HoloTime – A panoramic 4D scene generation framework jointly launched by Peking University and Peng Cheng Laboratory
What is HoloTime?
HoloTime is a panoramic 4D scene generation framework jointly developed by the Shenzhen Graduate School of Peking University and the Peng Cheng Laboratory. It leverages video diffusion models to transform a single panoramic image into a panoramic video with realistic dynamic effects, and further reconstructs it into an immersive 4D scene.
HoloTime introduces the 360World dataset, which includes a large number of panoramic videos captured by static cameras. This dataset is used to train the Panoramic Animator to generate high-quality panoramic videos.

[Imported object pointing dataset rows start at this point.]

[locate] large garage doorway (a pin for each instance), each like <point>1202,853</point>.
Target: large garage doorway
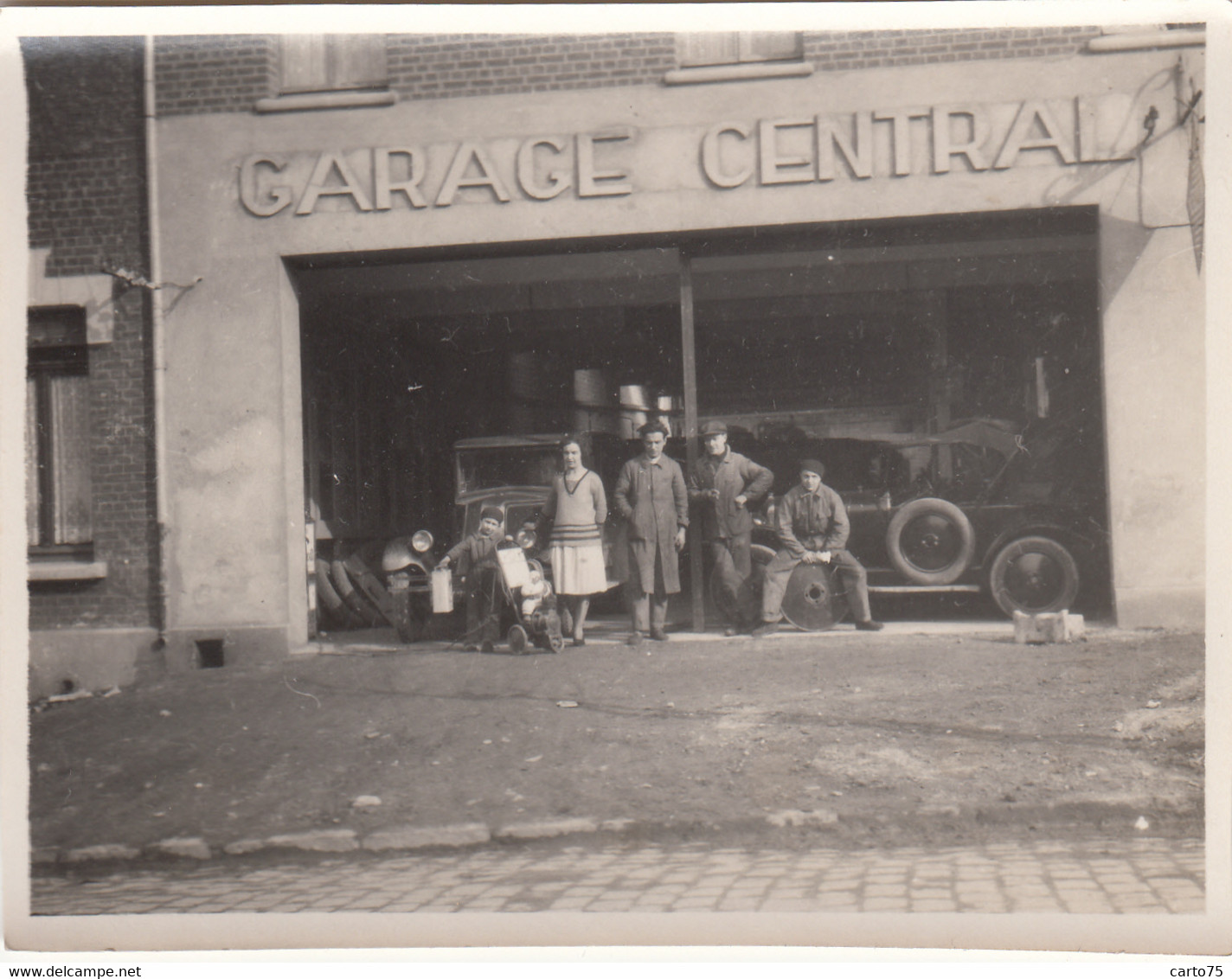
<point>850,331</point>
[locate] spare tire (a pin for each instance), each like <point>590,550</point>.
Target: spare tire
<point>363,609</point>
<point>930,542</point>
<point>1034,575</point>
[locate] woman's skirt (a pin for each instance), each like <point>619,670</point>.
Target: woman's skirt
<point>578,569</point>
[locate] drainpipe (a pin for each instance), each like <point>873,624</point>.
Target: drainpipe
<point>157,339</point>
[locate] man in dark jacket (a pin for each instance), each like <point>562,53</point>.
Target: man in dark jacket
<point>723,484</point>
<point>812,526</point>
<point>652,497</point>
<point>476,557</point>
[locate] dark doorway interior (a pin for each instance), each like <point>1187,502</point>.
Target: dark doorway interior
<point>837,331</point>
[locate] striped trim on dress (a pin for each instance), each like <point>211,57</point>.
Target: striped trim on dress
<point>574,534</point>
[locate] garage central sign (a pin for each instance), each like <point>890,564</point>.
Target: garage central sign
<point>767,151</point>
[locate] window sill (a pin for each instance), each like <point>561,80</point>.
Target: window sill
<point>66,569</point>
<point>1147,41</point>
<point>325,100</point>
<point>738,72</point>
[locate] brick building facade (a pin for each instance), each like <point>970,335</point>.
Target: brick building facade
<point>234,148</point>
<point>198,74</point>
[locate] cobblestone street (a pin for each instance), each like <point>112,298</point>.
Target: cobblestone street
<point>1087,877</point>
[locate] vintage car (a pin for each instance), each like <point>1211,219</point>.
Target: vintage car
<point>511,472</point>
<point>976,509</point>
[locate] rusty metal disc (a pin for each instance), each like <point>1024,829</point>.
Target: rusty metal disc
<point>812,601</point>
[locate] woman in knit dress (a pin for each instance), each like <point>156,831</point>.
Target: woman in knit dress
<point>578,508</point>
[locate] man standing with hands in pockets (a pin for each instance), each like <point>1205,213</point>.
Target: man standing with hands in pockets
<point>651,496</point>
<point>725,484</point>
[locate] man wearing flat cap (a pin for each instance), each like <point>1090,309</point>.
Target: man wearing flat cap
<point>812,526</point>
<point>476,557</point>
<point>652,497</point>
<point>723,485</point>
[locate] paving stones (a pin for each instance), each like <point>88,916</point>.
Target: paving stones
<point>322,841</point>
<point>1103,877</point>
<point>183,846</point>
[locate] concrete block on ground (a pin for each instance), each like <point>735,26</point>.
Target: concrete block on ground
<point>1049,627</point>
<point>323,841</point>
<point>102,851</point>
<point>182,846</point>
<point>802,818</point>
<point>546,828</point>
<point>415,837</point>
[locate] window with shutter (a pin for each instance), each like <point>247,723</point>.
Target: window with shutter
<point>316,63</point>
<point>740,47</point>
<point>722,55</point>
<point>58,496</point>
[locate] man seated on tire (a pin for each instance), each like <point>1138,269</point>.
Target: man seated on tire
<point>725,485</point>
<point>812,526</point>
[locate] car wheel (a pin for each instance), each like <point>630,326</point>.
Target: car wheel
<point>1033,575</point>
<point>330,607</point>
<point>930,542</point>
<point>812,601</point>
<point>748,598</point>
<point>363,610</point>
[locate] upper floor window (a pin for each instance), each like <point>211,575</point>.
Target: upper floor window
<point>314,63</point>
<point>728,55</point>
<point>330,72</point>
<point>740,47</point>
<point>58,496</point>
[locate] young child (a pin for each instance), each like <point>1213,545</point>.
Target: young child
<point>536,592</point>
<point>476,557</point>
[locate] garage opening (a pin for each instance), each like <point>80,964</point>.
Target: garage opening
<point>870,342</point>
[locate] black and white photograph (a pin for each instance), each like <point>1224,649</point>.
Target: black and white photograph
<point>711,476</point>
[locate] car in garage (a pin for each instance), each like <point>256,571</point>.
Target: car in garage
<point>981,508</point>
<point>514,473</point>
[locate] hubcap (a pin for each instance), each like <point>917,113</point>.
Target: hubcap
<point>932,542</point>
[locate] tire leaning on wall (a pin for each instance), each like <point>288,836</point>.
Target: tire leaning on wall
<point>930,542</point>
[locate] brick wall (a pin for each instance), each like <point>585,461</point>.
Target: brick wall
<point>87,198</point>
<point>840,51</point>
<point>229,73</point>
<point>445,67</point>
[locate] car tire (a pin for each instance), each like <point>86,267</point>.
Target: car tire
<point>365,611</point>
<point>930,542</point>
<point>517,639</point>
<point>1034,575</point>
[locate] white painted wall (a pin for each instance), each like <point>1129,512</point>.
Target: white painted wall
<point>235,532</point>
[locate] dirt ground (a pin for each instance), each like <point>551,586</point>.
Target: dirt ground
<point>889,728</point>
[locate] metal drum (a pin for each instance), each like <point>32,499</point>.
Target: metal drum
<point>813,601</point>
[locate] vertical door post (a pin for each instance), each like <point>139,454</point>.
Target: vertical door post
<point>689,359</point>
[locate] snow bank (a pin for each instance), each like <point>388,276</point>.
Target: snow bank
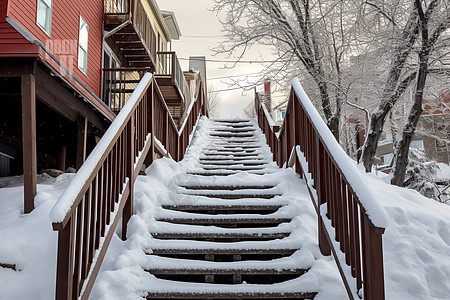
<point>28,241</point>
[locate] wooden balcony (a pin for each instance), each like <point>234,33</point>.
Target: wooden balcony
<point>130,33</point>
<point>173,85</point>
<point>119,84</point>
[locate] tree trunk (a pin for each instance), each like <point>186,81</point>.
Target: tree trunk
<point>394,88</point>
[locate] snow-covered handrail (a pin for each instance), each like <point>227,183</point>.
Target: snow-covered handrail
<point>101,193</point>
<point>377,214</point>
<point>347,210</point>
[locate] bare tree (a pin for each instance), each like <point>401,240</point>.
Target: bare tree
<point>404,69</point>
<point>429,37</point>
<point>310,35</point>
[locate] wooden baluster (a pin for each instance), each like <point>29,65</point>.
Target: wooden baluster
<point>352,231</point>
<point>372,256</point>
<point>346,193</point>
<point>320,182</point>
<point>357,247</point>
<point>94,220</point>
<point>78,247</point>
<point>99,207</point>
<point>86,234</point>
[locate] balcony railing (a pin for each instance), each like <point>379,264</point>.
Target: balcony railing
<point>129,27</point>
<point>169,65</point>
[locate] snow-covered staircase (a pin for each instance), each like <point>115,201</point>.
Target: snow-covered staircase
<point>226,232</point>
<point>224,223</point>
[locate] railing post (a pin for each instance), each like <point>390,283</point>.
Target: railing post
<point>373,270</point>
<point>319,181</point>
<point>65,262</point>
<point>151,122</point>
<point>128,208</point>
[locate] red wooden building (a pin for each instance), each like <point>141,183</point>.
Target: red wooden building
<point>66,68</point>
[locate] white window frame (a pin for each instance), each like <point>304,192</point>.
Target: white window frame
<point>49,4</point>
<point>82,61</point>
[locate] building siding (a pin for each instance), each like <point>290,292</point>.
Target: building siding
<point>63,40</point>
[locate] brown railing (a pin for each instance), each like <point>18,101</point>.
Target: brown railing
<point>350,220</point>
<point>134,12</point>
<point>101,192</point>
<point>119,84</point>
<point>170,65</point>
<point>143,26</point>
<point>117,6</point>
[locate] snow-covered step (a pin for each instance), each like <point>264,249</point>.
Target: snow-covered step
<point>229,222</point>
<point>234,195</point>
<point>232,155</point>
<point>228,228</point>
<point>231,159</point>
<point>222,236</point>
<point>226,187</point>
<point>231,135</point>
<point>233,121</point>
<point>234,130</point>
<point>213,250</point>
<point>235,163</point>
<point>221,209</point>
<point>224,173</point>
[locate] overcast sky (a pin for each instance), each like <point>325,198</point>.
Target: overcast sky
<point>201,31</point>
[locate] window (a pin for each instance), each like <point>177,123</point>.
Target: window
<point>82,46</point>
<point>44,15</point>
<point>417,144</point>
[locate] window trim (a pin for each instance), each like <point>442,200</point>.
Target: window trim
<point>80,46</point>
<point>49,3</point>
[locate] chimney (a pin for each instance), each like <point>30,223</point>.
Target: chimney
<point>267,95</point>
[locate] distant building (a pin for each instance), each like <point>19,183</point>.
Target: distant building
<point>432,135</point>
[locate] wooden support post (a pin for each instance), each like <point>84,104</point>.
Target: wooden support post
<point>61,164</point>
<point>130,158</point>
<point>29,140</point>
<point>64,270</point>
<point>324,245</point>
<point>372,261</point>
<point>82,124</point>
<point>151,125</point>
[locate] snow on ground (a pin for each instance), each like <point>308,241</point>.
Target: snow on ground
<point>28,241</point>
<point>416,241</point>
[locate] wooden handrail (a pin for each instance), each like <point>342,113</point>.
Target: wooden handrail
<point>101,192</point>
<point>350,220</point>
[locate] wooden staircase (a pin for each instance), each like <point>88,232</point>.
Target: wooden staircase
<point>233,237</point>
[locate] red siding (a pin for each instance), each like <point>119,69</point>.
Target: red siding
<point>63,42</point>
<point>3,4</point>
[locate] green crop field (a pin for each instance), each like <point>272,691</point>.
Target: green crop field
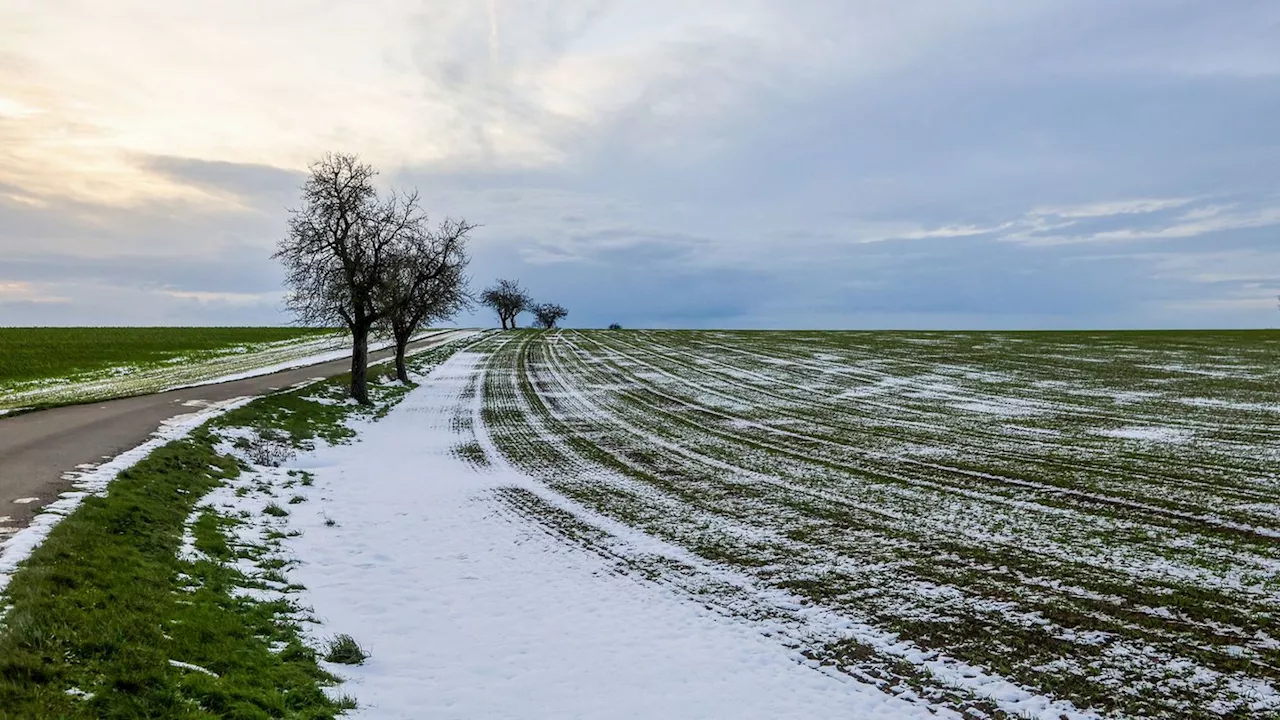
<point>49,352</point>
<point>981,520</point>
<point>54,365</point>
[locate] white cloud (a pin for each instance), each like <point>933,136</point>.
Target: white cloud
<point>27,292</point>
<point>1111,208</point>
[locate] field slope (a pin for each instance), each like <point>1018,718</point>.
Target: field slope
<point>42,367</point>
<point>1042,524</point>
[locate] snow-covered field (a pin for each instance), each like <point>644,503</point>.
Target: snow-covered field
<point>664,524</point>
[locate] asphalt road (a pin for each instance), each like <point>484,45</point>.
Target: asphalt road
<point>37,449</point>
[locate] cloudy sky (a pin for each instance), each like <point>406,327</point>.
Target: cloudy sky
<point>662,163</point>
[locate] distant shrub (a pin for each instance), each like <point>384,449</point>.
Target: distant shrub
<point>346,650</point>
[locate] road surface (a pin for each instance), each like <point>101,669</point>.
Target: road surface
<point>37,449</point>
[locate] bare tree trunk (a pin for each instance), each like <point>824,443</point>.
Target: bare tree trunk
<point>360,364</point>
<point>401,346</point>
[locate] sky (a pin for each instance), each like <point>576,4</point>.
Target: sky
<point>918,164</point>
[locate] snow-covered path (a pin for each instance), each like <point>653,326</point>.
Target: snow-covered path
<point>472,613</point>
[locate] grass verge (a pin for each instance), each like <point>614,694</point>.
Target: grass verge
<point>109,618</point>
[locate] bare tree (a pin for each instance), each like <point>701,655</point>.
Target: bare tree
<point>337,250</point>
<point>508,300</point>
<point>425,282</point>
<point>547,314</point>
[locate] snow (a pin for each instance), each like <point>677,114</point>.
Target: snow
<point>190,666</point>
<point>21,545</point>
<point>471,611</point>
<point>1150,434</point>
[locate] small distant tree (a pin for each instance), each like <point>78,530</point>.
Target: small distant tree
<point>547,314</point>
<point>508,300</point>
<point>425,282</point>
<point>337,251</point>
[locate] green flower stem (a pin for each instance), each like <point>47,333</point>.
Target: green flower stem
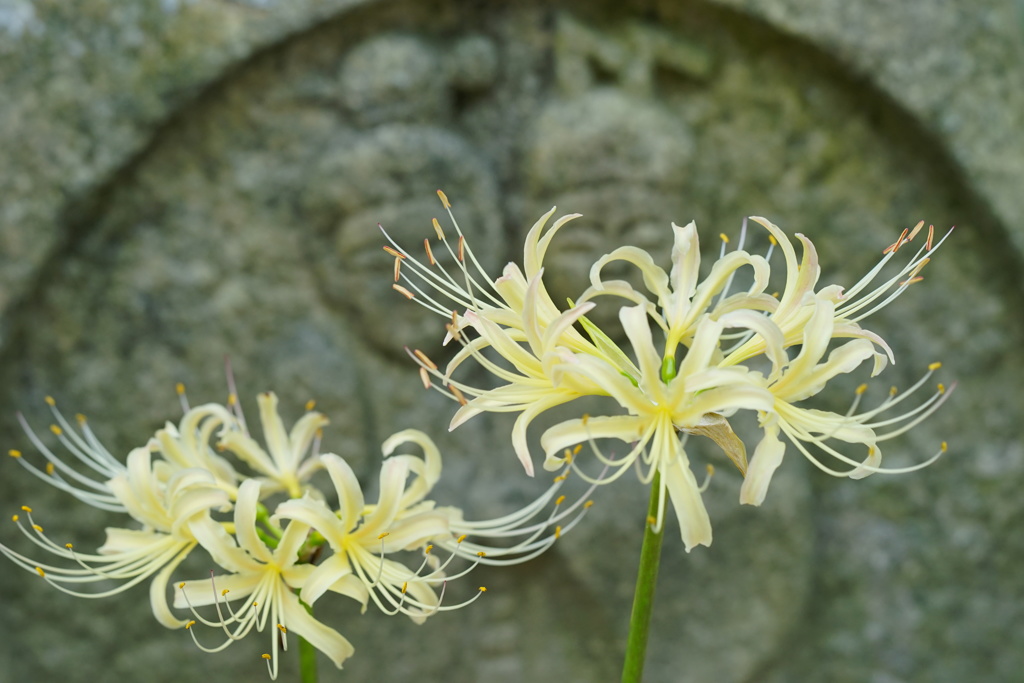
<point>643,598</point>
<point>307,655</point>
<point>650,557</point>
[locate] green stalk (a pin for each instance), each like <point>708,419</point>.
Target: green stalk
<point>650,557</point>
<point>307,656</point>
<point>643,597</point>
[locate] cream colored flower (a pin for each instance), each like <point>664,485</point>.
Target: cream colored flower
<point>709,365</point>
<point>268,575</point>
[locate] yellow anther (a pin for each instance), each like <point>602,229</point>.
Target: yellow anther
<point>424,359</point>
<point>402,291</point>
<point>916,228</point>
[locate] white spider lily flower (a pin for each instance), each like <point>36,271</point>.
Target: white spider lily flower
<point>269,575</point>
<point>286,462</point>
<point>166,502</point>
<point>543,360</point>
<point>513,314</point>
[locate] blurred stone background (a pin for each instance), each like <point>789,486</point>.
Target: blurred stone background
<point>183,180</point>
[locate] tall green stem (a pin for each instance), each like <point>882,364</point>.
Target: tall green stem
<point>643,597</point>
<point>307,656</point>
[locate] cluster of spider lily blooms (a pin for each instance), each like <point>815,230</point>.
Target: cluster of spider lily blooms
<point>700,353</point>
<point>184,492</point>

HoloTime also introduces Panoramic Space-Time Reconstruction technology, which uses spatiotemporal depth estimation to convert panoramic videos into 4D point clouds. These are then optimized into consistent 4D Gaussian point cloud representations, enabling immersive virtual reality experiences.
Key Features of HoloTime
-
Panoramic video generation from a single image:
Converts static panoramic images into dynamic panoramic videos containing rich motion cues such as object movement and scene changes. -
Panoramic video to 4D scene reconstruction:
Supports transforming generated panoramic videos into 4D point clouds and optimizing them into consistent 4D scene representations for virtual roaming and multi-view exploration. -
Immersive experience support:
The generated 4D scenes can provide immersive interactive experiences for VR (Virtual Reality) and AR (Augmented Reality) applications, allowing users to move freely and explore within the scene.
Technical Principles Behind HoloTime
Panoramic Animator
-
Two-stage generation strategy:
First generates a low-resolution coarse video to guide global motion; then enhances local details with a high-resolution refinement model. -
Hybrid Data Fine-tuning (HDF):
Combines panoramic video data with similar scene content from regular video datasets to bridge data distribution gaps and improve model generalization. -
Panoramic Circular Techniques (PCT):
Creates blending regions at the left and right ends of the video to ensure horizontal continuity in panoramic videos and eliminate visual seams.
Panoramic Space-Time Reconstruction
-
Uses panoramic optical flow estimation and narrow field-of-view depth estimation models to perform depth estimation on each frame of the panoramic video, ensuring spatial and temporal continuity of depth information.
-
Converts panoramic videos and their depth maps into 4D point clouds with temporal attributes, serving as the initial representation of 4D scenes.
-
Optimizes these point clouds into spatially and temporally consistent 4D scene reconstructions, supporting efficient rendering and dynamic view synthesis.
360World Dataset
-
A large-scale dataset of panoramic videos captured by static cameras, used for training the Panoramic Animator.
-
Rich in scene types and dynamic content, it enables the model to learn patterns for generating panoramic videos.
Project Links
-
Official Website: https://zhouhyocean.github.io/holotime/
-
GitHub Repository: https://github.com/PKU-YuanGroup/HoloTime
-
HuggingFace Model Hub: https://huggingface.co/Marblueocean/HoloTime
-
arXiv Technical Paper: https://arxiv.org/pdf/2504.21650
Application Scenarios of HoloTime
-
Virtual Reality (VR) and Augmented Reality (AR):
Delivers immersive 4D scenes for users to freely explore in virtual environments, enhancing the sense of presence. -
Virtual tourism and online exhibitions:
Creates panoramic 4D scenes for remote exploration of landmarks or exhibits, offering an “as if you were there” experience. -
Film production:
Quickly generates high-quality panoramic backgrounds and effects, reducing shooting costs and enhancing visual quality. -
Game development:
Builds dynamic game environments to boost immersion and visual richness. -
Architecture and urban planning:
Produces panoramic 4D scenes to help designers visually present and evaluate design proposals in advance.